Fiona Hume, Assistant Programme Manager ARBD, explains more:
“We wanted to create a guide that helped inform patients as well as family and friends about ARBD and what activities individuals could do on their own or with support from others to help them understand and cope with their ARBD diagnosis. We also wanted to share some of the specialist techniques being used in the ARBD Unit wider so that, with support from community specialist addictions staff, community-based patients could also benefit from such a resource. There was no other resource like this available in the community that encouraged patients to take their own recovery journey and learn techniques to cope and live with ARBD.
“The self-help guide, that had been written by our Clinical Psychologist, Stephen Smith, needed to be in a format that was not only informative but was also interactive with exercises and worksheets that could be completed in the manual.
“Not everyone with a diagnosis of ARBD will be able to receive care and treatment from the ARBD Unit, so this specialist resource can be used by staff who are treating patients in the community, or by patients on their own.

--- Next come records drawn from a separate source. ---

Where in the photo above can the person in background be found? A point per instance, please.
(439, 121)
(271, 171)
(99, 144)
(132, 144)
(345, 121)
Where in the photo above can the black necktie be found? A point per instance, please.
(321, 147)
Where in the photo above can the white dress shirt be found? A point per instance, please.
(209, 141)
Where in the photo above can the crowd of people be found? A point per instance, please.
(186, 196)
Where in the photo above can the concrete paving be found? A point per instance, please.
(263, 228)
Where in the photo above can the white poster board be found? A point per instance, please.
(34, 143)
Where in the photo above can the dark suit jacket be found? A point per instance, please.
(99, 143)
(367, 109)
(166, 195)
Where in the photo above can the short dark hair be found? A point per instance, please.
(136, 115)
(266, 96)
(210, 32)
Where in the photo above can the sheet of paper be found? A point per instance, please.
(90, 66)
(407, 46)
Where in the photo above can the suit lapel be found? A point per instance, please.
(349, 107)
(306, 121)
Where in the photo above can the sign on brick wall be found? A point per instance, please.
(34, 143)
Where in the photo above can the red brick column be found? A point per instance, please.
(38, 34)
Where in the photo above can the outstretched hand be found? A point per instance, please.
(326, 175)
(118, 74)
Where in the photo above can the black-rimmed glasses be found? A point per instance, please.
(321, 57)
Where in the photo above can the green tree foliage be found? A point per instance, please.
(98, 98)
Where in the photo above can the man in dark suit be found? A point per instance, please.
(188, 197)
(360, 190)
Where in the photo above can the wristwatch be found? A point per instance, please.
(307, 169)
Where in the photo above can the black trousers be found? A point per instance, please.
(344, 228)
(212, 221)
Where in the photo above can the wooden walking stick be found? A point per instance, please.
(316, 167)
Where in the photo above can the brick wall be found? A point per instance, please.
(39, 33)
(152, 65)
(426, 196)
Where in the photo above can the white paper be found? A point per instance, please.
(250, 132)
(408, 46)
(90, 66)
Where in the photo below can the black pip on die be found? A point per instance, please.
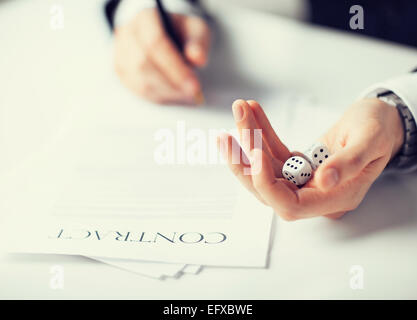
(317, 154)
(297, 170)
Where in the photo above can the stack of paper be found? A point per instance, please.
(140, 189)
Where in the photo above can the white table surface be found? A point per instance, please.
(45, 73)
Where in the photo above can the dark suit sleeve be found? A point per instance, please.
(110, 10)
(111, 6)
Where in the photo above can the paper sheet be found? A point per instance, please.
(98, 192)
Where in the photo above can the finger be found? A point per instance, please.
(251, 134)
(195, 34)
(348, 162)
(278, 149)
(335, 216)
(164, 54)
(277, 193)
(234, 155)
(152, 85)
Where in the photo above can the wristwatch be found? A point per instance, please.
(407, 156)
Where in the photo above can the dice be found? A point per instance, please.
(297, 170)
(317, 154)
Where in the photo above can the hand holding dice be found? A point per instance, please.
(299, 169)
(360, 152)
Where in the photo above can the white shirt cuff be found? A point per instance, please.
(405, 87)
(128, 9)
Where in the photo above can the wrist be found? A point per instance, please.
(394, 125)
(398, 131)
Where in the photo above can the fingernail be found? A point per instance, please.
(237, 112)
(330, 178)
(189, 87)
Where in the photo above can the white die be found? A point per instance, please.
(317, 154)
(297, 170)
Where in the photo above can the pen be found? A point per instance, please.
(169, 28)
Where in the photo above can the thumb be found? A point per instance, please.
(344, 165)
(196, 37)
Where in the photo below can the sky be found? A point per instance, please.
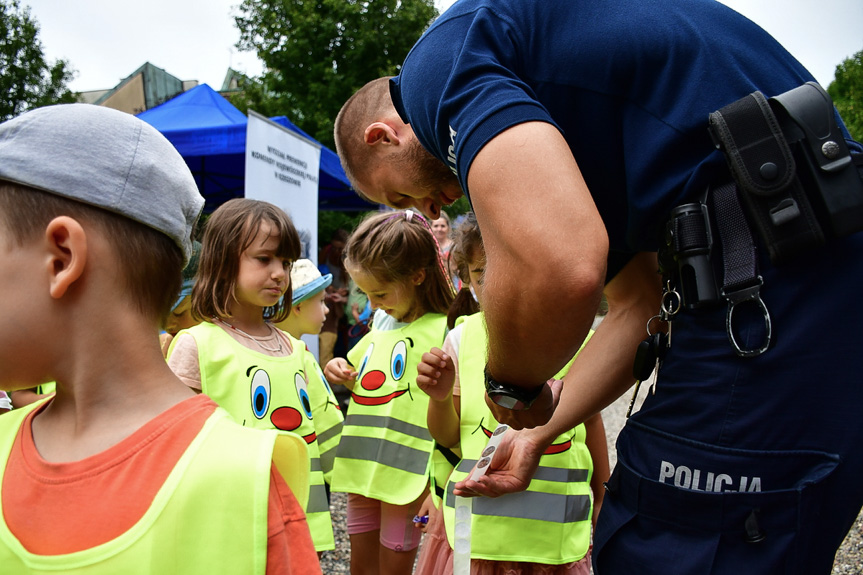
(107, 40)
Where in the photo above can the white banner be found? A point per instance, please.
(282, 168)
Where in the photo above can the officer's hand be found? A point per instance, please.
(539, 413)
(436, 374)
(511, 468)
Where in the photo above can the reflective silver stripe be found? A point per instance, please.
(549, 507)
(317, 499)
(327, 458)
(556, 474)
(384, 452)
(417, 431)
(330, 433)
(315, 464)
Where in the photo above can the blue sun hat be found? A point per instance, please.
(306, 281)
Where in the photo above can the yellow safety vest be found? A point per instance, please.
(267, 392)
(386, 447)
(549, 522)
(210, 516)
(328, 419)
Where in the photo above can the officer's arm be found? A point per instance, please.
(600, 373)
(603, 369)
(546, 249)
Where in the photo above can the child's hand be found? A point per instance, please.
(436, 374)
(338, 370)
(421, 519)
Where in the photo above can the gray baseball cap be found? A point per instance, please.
(104, 158)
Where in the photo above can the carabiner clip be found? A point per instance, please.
(736, 297)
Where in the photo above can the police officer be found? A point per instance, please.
(575, 128)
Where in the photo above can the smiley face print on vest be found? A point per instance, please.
(288, 407)
(381, 383)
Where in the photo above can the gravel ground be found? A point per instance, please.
(849, 558)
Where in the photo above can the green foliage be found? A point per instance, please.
(457, 208)
(317, 53)
(330, 221)
(27, 80)
(847, 93)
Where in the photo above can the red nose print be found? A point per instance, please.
(373, 380)
(286, 418)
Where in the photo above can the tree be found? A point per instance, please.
(847, 93)
(319, 52)
(27, 80)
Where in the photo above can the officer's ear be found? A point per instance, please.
(381, 134)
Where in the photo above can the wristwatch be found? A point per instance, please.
(510, 396)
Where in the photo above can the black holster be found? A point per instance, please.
(795, 174)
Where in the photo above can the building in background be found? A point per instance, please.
(145, 88)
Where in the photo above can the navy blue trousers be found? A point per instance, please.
(748, 465)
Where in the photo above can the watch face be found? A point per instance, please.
(507, 401)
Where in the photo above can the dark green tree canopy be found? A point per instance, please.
(847, 93)
(319, 52)
(27, 80)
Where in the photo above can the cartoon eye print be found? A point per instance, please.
(371, 380)
(260, 393)
(289, 418)
(397, 362)
(303, 394)
(364, 362)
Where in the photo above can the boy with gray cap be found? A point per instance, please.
(125, 470)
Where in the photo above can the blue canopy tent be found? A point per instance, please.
(210, 134)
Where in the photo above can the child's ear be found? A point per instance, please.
(419, 277)
(66, 243)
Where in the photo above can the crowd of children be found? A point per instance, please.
(232, 417)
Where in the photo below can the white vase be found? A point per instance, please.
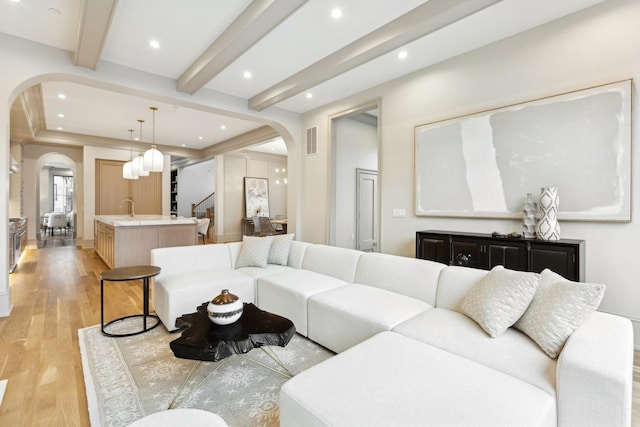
(529, 216)
(547, 227)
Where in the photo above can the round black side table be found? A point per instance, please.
(124, 274)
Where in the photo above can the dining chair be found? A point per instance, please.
(57, 220)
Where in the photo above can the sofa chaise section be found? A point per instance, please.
(388, 290)
(323, 268)
(392, 380)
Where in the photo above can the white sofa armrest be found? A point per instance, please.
(594, 375)
(183, 259)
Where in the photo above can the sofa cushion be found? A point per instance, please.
(392, 380)
(412, 277)
(343, 317)
(498, 300)
(184, 259)
(254, 251)
(339, 263)
(512, 352)
(279, 252)
(454, 283)
(558, 308)
(286, 293)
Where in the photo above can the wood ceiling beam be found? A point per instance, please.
(95, 20)
(256, 21)
(419, 22)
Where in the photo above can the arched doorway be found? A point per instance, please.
(55, 179)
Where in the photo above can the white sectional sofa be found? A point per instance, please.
(407, 355)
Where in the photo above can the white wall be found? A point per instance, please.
(195, 182)
(597, 46)
(230, 203)
(356, 146)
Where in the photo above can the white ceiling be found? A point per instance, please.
(307, 51)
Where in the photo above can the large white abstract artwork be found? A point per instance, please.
(483, 165)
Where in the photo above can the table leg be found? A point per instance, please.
(145, 302)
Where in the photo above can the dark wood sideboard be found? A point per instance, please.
(564, 256)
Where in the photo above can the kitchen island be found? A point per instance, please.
(123, 241)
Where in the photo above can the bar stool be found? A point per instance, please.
(124, 274)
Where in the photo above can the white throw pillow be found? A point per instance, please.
(279, 252)
(498, 300)
(559, 307)
(254, 251)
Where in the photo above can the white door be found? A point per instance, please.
(366, 210)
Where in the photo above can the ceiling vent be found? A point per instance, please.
(312, 141)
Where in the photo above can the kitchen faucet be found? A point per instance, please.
(133, 206)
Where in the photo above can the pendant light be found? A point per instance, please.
(153, 159)
(138, 162)
(128, 171)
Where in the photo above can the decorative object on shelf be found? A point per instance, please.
(256, 197)
(153, 159)
(529, 216)
(547, 227)
(225, 309)
(128, 171)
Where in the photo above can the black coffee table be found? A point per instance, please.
(203, 340)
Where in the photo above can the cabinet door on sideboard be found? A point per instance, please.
(511, 254)
(562, 259)
(434, 247)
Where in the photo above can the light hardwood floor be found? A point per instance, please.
(55, 292)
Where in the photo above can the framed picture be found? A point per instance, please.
(256, 197)
(484, 164)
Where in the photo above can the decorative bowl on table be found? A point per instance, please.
(225, 309)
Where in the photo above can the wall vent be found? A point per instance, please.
(312, 141)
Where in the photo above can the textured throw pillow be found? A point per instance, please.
(559, 307)
(254, 251)
(279, 252)
(498, 300)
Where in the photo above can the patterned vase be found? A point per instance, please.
(547, 227)
(529, 216)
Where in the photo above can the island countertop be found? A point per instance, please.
(138, 220)
(123, 240)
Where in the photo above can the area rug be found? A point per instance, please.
(130, 377)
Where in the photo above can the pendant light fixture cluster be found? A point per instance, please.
(151, 161)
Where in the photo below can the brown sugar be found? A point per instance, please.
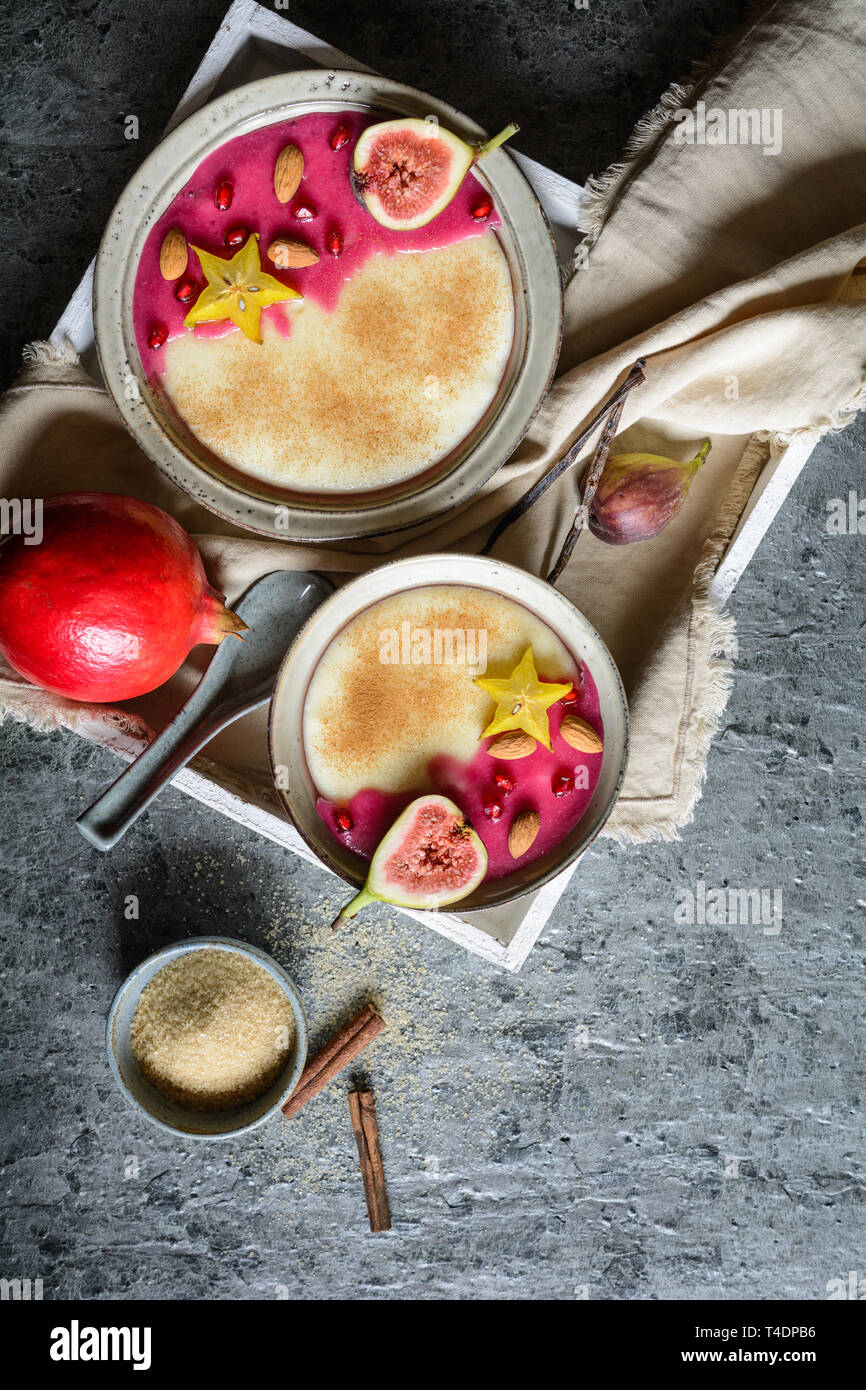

Regardless of where someone is receiving care and treatment, they can take the booklet away and work through it to help them live a better life with their condition.
“Our initial aim was to produce a hard copy version which we felt would be more suited to the client group. However, we were also able to produce a digital version that we host on our internet and intranet sites to enable anyone to access and use it to aid their recovery.
“The guide has been well received by colleagues in substance misuse and psychology services, and NHS Lothian has now been approached by several other Health Boards for access to it.
“The grant from NHS Lothian Charity has enabled us to both present the guide in a more professional way than we could have done ourselves on a laptop, and print copies for individuals to take way and work through. We are so grateful to everyone who supports the Charity and makes projects like this possible.”